As telescopes improve, scientists find more and more planets orbiting stars in other solar systems. Such discoveries lead to new research into how life could possibly survive on other planets, some of which are very different from Earth – some may be completely covered in water hundreds of miles deep.
Because life takes a longer period to develop, and because the light and heat on planets can change as their stars age, scientists usually look for planets that have both some water and a possibility to keep their climate stable over time. The primary method we know is how the earth does it. For long periods, our planet cools down by breaking down greenhouse gases into minerals and heating them up by releasing them through volcanoes.
But this model does not work on a water world, with deep water that covers the rock and suppresses volcanoes.
Kite and Penn State co-author Eric Ford wanted to know if there was another way. They created a simulation with thousands of randomly generated planets and tracked the evolution of their climate over billions of years.
"The surprise was that many of them remain stable for over a billion years, just by the luck of the draw," said Kite. "Our best guess is that it's on the order of 10 percent of them."
These happy planets are sitting in the right place around their stars. They happen to have the right amount of carbon, and they do not have too many minerals and elements from the crust that are dissolved in the oceans that would pull carbon from the atmosphere. They have enough water right from the beginning and they only move carbon between the atmosphere and the ocean, which in the right concentrations is enough to keep things stable.
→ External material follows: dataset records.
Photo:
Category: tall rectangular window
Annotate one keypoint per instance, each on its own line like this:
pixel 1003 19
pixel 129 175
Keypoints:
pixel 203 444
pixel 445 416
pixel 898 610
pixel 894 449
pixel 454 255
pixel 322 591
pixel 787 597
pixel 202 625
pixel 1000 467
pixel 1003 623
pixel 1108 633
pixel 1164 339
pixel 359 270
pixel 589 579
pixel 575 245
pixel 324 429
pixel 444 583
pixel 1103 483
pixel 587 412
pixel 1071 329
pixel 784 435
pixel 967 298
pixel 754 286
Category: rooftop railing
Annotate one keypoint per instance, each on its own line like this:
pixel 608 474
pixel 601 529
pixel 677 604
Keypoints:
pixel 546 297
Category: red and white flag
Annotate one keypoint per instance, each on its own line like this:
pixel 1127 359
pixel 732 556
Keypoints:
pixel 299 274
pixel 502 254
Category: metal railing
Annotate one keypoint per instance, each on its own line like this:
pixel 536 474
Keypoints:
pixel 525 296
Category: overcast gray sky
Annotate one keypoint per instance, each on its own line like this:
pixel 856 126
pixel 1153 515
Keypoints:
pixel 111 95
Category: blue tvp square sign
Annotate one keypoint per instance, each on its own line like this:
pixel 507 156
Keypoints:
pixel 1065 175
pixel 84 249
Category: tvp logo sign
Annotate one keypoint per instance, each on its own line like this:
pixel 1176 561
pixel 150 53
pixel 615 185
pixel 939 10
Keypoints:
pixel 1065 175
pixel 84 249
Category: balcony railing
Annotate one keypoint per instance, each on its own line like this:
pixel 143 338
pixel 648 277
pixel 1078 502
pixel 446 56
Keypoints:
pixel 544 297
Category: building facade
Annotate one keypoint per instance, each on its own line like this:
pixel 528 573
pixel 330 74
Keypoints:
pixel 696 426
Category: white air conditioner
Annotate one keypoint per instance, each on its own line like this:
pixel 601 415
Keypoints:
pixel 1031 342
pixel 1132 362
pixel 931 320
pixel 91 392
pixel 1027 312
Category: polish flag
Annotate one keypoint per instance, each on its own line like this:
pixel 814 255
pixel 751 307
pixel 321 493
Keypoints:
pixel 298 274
"How much time a planet has depends essentially on carbon dioxide in its early years divided between the ocean, the atmosphere and the rocks," said Kite. "It seems there is a way to keep a planet habitable for a long time without the geochemical cycle we see on Earth."
The simulations assumed stars that are like our own, but the results are optimistic even for red dwarf stars, Kite said. It is believed that planets in red-dwarf systems are promising candidates for the promotion of life, as these stars are brightened much more slowly than our sun-giving lives. The same conditions that were modeled in this article could be applied to planets around red dwarfs, they said: Theoretically, all you would need would be the steady light of a star.